Heroes of the Dorm has wrapped up, and the team from Arizona is walking away with their tuition fees paid. That’s a big deal in the US of A, where student loans and tuition fees are beyond exorbitant. It’s so hard for millions of Americans to justify going into debt in order to study, and it certainly sets them up for difficulties when they do start work and need to pay the money back. Athletic achievement has long been a way to get around this problem, and the inclusion of eSports in that is important.

When it comes to traditional sports, most people I know fall into one of two groups. Either, they love sports (or a sport in particular) and will watch and support their team no matter what. The other group doesn’t really care about sports, but will support friends or family when they participate, or pay attention if it’s a national event on a large scale. For example, I would never watch swimming or gymnastics in my day-to-day life, but I love it during the Olympics and if my little tyke grows up to be sporty I will happily go to every tournament, meet or competition and support her… and bring all our friends, too.

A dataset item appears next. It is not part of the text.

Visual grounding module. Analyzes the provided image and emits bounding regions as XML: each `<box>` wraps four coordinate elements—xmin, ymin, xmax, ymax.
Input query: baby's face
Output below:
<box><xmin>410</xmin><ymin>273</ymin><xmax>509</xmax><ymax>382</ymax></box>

eSports seems like this in many ways. There are those people who simply love watching certain eSports – they support their favorite Dota or CS:GO team, watch their streams and generally enjoy the sporting experience. But for the rest of us, it can be hard to understand, unless someone we actually care about gets involved.

In South Africa, eSports has been growing steadily. Brands are getting involved in sponsoring teams, and we’re seeing an ever improving quality of play from the professional gamers in the country. However, it’s still dominated by young players, many of whom have to choose between their studies and their commitment to eSports. This is where tournaments like Heroes of the Dorm could do wonders.

Imagine a tournament in South Africa where sponsors would pay for the winner’s university fees? Plus, instead of seeing eSports as getting in the way of studies, eSports would be seen as an avenue for future success. In this way, we could see a growth in spectator support, as well as a wider range of contenders taking part.

Collegiate eSports is still very new in South Africa, with the Orena University League only making its debut now, but it’s something that I think should be encouraged, especially if it can help support students with their fees. Raising the awareness of eSports while also helping students? Talk about a win-win.